Новый синяк появился и на маленькой попке (с ее преждевременным изяществом очертаний), равно как три новых сигаретных ожога, опять образующих треугольник. Левая ягодица говорит потому что; правая ягодица говорит поэтому. Я пытался, но не смог застукать за этим Кита. Его глаза зажжены угольком сигареты.
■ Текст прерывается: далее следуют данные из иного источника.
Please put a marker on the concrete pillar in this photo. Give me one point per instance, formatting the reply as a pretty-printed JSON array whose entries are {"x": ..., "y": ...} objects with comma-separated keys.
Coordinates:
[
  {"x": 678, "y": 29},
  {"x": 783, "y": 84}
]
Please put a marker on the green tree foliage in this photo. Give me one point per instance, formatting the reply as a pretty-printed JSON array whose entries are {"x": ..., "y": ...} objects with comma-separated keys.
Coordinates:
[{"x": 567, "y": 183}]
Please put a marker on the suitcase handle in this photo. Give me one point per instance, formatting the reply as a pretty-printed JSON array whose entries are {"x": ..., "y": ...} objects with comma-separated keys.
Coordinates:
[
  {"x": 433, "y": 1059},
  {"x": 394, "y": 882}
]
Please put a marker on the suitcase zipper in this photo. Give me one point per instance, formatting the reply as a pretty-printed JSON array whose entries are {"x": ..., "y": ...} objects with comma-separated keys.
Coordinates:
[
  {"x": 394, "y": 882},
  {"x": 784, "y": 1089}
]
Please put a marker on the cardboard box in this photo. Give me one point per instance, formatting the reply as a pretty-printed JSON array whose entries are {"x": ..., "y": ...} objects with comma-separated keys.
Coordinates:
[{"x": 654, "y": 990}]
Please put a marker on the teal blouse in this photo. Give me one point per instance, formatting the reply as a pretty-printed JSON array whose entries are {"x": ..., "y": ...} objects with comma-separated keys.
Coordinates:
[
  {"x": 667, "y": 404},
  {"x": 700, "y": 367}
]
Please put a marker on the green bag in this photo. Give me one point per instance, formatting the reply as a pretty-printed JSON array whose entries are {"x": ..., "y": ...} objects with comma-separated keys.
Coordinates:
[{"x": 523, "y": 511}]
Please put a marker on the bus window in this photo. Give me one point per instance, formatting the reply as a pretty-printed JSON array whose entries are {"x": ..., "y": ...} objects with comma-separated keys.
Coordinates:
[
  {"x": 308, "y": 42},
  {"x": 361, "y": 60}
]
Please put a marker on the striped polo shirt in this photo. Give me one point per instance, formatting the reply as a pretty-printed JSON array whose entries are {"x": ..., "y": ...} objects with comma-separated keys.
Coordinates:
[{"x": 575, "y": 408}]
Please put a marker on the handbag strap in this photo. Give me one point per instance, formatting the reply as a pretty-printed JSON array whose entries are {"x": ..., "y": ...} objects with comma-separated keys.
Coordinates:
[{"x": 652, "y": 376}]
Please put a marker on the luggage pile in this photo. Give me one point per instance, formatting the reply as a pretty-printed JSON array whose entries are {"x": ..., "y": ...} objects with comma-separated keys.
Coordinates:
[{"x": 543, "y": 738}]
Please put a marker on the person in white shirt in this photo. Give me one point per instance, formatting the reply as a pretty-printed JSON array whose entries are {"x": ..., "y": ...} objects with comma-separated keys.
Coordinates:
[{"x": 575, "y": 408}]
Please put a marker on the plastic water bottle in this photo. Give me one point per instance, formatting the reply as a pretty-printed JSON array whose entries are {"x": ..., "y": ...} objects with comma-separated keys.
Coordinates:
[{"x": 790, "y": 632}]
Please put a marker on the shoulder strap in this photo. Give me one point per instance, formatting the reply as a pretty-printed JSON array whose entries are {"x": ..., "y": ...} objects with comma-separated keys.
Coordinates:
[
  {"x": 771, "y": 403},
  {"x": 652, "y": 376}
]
Это, должно быть, что-то наподобие наркомании; пристрастие, которое я могу понять, — теперь, когда я сам вознесся на гребень чего-то отвратительного, чему невозможно сопротивляться. Тяжкое спокойствие, которое испытывает неудовлетворенный наркоман, разбуженный голосом, говорящим ему, что ныне будет новый день: день, когда можно пойти на поводу у своих желаний, отказаться от борьбы, капитулировать — день наслаждения. А утро пройдет так очаровательно, утренний грех будет таким безопасным.
— Ни ей бобо.
Я застонал от испуга: малышка не спала, она смотрела на меня, и она была голенькой. Снизу раздалось рычание Клайва. Предупреждающее: он, так сказать, работал на холостом ходу.
— Ни ей бобо.
— Что? — сказал я (я был изумлен). — Да нет же, нет! Я не сделаю тебе больно. Не сделаю больно. Нет, конечно же, нет, моя дорогая!
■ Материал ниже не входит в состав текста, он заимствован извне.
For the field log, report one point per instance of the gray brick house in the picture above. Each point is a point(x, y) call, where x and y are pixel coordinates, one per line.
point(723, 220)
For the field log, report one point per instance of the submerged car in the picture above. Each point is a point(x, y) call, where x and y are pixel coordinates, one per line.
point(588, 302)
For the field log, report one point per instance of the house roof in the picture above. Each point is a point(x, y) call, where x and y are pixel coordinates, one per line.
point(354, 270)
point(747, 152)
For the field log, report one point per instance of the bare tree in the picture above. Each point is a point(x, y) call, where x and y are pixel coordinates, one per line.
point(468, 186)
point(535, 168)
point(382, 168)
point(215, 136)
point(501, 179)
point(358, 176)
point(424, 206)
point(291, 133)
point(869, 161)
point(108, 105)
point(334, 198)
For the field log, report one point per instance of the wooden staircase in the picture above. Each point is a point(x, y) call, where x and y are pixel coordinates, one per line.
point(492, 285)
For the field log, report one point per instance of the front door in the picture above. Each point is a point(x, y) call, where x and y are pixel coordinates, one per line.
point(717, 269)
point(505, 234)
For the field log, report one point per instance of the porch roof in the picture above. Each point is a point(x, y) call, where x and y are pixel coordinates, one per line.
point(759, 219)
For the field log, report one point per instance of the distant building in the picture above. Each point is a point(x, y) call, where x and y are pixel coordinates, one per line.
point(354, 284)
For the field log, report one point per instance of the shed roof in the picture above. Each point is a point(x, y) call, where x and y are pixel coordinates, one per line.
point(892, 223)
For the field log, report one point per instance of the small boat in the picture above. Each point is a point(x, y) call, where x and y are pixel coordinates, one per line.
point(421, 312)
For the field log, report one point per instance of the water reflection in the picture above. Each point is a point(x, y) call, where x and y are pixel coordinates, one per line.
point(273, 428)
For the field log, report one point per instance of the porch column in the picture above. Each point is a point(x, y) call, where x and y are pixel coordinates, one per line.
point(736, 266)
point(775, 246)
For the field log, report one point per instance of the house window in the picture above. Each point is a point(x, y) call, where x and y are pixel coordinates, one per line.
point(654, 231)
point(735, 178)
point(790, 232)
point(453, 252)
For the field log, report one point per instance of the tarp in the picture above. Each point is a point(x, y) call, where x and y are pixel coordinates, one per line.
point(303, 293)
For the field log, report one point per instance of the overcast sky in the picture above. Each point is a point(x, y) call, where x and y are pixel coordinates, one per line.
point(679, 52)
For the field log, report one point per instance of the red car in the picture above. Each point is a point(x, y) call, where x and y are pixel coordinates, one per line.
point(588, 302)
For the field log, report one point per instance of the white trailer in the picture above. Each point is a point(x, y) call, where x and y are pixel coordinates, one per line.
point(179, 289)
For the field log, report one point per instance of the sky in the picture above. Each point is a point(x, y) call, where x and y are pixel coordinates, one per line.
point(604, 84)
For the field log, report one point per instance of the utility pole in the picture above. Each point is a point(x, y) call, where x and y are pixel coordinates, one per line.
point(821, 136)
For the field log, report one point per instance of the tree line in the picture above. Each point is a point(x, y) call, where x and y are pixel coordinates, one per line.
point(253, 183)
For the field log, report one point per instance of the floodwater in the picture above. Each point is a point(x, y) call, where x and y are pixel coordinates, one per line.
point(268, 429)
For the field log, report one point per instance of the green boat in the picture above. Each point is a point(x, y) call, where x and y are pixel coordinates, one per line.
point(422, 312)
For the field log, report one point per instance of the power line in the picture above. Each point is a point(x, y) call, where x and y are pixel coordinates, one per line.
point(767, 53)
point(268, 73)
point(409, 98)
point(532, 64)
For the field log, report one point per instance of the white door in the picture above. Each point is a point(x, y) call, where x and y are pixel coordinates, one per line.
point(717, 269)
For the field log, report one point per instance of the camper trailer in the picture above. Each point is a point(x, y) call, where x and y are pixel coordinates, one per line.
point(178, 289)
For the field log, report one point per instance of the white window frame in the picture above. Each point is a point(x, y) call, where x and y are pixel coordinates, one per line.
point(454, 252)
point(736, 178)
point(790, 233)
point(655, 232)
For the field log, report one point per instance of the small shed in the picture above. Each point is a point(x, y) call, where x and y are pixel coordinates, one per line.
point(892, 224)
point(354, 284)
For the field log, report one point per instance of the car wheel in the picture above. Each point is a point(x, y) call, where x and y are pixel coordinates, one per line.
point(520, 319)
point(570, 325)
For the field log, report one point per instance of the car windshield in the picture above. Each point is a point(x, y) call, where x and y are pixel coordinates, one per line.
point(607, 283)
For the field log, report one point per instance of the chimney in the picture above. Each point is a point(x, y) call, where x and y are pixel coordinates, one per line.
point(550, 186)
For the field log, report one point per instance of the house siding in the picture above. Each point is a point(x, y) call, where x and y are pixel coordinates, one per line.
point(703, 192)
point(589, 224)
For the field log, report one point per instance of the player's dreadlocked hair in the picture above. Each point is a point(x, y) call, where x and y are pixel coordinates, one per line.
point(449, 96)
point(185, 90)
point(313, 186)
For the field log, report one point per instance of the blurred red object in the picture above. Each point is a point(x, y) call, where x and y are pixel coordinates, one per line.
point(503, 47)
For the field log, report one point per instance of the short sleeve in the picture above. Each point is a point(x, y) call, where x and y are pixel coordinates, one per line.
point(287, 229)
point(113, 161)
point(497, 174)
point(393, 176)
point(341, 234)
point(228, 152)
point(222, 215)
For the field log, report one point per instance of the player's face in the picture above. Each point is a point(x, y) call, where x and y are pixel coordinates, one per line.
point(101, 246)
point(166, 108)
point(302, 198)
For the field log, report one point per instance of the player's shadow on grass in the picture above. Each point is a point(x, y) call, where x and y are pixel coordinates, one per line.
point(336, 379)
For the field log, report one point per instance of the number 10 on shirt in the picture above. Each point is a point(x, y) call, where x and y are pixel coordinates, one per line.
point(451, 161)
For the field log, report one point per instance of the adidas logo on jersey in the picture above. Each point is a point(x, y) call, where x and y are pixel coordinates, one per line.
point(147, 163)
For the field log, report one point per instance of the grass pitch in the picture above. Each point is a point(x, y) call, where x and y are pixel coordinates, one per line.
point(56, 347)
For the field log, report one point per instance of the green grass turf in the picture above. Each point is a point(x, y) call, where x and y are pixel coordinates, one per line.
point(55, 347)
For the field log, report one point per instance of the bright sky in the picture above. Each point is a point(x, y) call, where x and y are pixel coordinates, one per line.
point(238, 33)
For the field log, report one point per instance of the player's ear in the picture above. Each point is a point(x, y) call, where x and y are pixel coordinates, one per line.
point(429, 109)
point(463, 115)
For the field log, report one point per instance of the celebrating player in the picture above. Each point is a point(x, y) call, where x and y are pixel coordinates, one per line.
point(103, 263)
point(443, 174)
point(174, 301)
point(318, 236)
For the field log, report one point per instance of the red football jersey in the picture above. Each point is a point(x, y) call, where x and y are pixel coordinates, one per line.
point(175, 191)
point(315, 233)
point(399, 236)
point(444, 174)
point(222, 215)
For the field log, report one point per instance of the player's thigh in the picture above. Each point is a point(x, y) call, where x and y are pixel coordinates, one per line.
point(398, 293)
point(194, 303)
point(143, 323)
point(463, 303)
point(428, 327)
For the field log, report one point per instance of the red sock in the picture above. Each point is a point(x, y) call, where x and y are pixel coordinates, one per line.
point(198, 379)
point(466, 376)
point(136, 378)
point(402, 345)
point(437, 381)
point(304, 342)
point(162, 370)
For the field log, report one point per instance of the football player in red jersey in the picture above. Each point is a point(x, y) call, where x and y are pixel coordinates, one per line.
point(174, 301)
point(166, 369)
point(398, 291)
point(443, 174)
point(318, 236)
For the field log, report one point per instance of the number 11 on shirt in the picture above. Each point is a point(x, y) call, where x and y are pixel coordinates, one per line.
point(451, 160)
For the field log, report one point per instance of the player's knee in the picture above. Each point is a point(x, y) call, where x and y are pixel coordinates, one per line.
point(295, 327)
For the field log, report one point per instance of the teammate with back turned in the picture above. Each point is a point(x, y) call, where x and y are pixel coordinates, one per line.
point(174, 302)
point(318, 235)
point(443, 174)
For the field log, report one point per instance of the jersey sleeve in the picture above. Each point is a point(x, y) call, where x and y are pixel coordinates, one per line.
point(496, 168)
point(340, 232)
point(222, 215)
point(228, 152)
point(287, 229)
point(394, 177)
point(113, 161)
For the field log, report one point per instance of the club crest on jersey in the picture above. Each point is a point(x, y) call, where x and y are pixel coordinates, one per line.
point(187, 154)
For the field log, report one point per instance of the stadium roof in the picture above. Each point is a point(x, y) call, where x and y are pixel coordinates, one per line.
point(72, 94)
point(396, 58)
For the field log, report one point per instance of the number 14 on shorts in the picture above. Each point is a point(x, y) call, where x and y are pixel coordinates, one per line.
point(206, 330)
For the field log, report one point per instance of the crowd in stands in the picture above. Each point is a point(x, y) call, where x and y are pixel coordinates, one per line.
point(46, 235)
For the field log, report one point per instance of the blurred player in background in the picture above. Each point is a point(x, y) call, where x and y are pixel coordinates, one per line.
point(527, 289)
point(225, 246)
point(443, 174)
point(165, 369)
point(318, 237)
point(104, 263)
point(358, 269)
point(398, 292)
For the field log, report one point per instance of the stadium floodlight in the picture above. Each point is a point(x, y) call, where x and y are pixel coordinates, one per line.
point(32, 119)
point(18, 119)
Не приходит ли сюда кто-то еще, о ком я не знаю? Сотрудница социальной службы, вроде переодетой Николь? Улыбающийся дяденька, наподобие меня, меня самого? А может, это я и есть? Я потер лицо. Снаружи — ад, мучение, убийственное низкое солнце с его жестокой веселостью. Я ничего не говорю. И Кэт ничего не говорит. А Ким не может мне рассказать. Ким не может рассказать. А кто-то не может остановиться.
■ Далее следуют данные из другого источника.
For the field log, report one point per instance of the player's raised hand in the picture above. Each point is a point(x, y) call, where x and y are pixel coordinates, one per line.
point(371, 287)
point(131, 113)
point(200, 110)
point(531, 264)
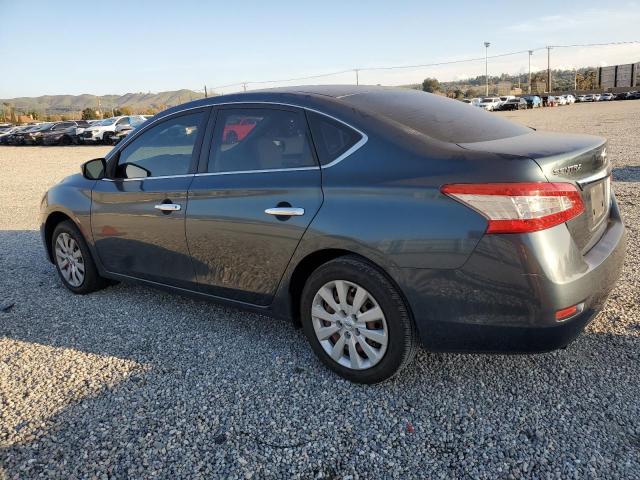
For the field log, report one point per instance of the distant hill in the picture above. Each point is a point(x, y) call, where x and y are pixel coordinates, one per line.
point(66, 104)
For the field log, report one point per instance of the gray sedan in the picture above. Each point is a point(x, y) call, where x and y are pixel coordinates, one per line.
point(378, 219)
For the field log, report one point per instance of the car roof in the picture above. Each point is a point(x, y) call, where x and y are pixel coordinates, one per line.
point(363, 106)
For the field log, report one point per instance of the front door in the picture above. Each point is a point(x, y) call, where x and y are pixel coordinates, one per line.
point(248, 211)
point(138, 213)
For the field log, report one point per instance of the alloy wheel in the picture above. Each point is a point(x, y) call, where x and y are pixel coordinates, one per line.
point(69, 259)
point(349, 324)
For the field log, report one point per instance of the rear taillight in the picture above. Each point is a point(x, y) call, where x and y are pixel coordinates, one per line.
point(519, 207)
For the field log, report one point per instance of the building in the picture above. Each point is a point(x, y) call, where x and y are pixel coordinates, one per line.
point(617, 76)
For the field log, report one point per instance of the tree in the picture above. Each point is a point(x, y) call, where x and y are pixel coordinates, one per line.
point(430, 85)
point(89, 114)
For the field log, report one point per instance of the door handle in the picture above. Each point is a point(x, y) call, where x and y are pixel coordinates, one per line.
point(168, 207)
point(285, 211)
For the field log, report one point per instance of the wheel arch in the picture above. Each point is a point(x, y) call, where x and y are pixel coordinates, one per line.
point(308, 264)
point(53, 220)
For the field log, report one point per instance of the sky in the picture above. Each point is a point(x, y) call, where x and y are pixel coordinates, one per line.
point(75, 47)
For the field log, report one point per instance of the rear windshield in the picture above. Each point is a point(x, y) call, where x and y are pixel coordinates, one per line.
point(438, 117)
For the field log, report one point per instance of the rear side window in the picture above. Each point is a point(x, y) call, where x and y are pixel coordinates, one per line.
point(331, 137)
point(249, 139)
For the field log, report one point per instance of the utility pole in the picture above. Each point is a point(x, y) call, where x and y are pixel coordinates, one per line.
point(530, 54)
point(486, 67)
point(549, 89)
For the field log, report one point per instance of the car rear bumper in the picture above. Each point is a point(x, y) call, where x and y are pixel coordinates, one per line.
point(506, 295)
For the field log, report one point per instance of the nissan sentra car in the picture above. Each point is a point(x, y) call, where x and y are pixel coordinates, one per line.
point(378, 219)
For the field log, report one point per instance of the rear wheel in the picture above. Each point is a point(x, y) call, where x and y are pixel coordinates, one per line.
point(73, 260)
point(356, 321)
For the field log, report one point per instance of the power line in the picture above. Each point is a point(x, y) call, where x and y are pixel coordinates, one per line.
point(422, 65)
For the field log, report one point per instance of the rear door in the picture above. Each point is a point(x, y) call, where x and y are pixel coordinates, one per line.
point(138, 213)
point(255, 195)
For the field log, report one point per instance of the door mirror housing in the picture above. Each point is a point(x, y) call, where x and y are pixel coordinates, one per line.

С жизнью не покончено, еще не совсем. Но с жизнью любви — да. «Пожалуйста, дорогая, — сказал я девяносто с чем-то дней назад, где-то в другом месте. — Сделай мне это великое одолжение в последний раз. В наираспоследнейший, Мисси. Нет, не здесь. Боже, нет. Мы закатимся в какое-нибудь чудное местечко — скажем, в Палм-Спрингс, а то и в Эспен. Снимем там квартирку. Давай, Мисси. Я буду тебе партнером, о котором можно только мечтать. Обещаю. В последний раз сделай мне это великое одолжение».
Даже сама природа говорила мне, что я потерян, что любовь потеряна. Мисси ненавидела все — себя, меня, современность. Наш второй и последний акт любви произошел в то утро, и я услышал или почувствовал (в этом я убежден) судьбоносный хлопок — или укол — зачатия. Она ненавидела все, но больше всего она ненавидела природу — деревья с их позами охваченных ужасом калек, ноздреватую пену вдоль побережья, это бревно на тропинке, похожее на тюленя, трагически или попросту жалко перевернутого на спину — мертвого. Когда-то раньше, здесь же, она все это любила…
Я скрылся в незамысловатом ландшафте. Столкнул лодку в воду и поплыл. Поначалу небо выглядело, как одна из дарвиновских теплых маленьких луж, приторно-голубых, в которых неминуемо должна была зародиться жизнь; однако сам пруд казался изможденным. Его дни были сочтены — океан, обрушиваясь на дюны к востоку от него, каждую неделю приближался на несколько ярдов. Весла скользили сквозь кружево из мертвых водомерок на поверхности воды. Я вскрикнул, увидев скопище каймановых черепах, копошившихся среди зарослей тростника. В лучшую свою пору, когда у них была дисциплина, когда их еще не покинула сила духа, они походили на выстроенные в ряд шлемы корейской повстанческой армии. Теперь же, готовясь выжить в ядерной зиме, они бултыхались и ковыляли расхлябанно и устало: грязные тарелки из-под супа, да и только. А я был старой и немощной судомойкой с закатанными рукавами. На протяжении часа небо было подлинно голубым, каким ему и положено быть над Кейп-Кодом, и плотные облака величаво мерцали в нем, похожие на абстрактные скульптуры. Позже осталась только жара, а солнце и небо медленно окрашивались в один и тот же цвет.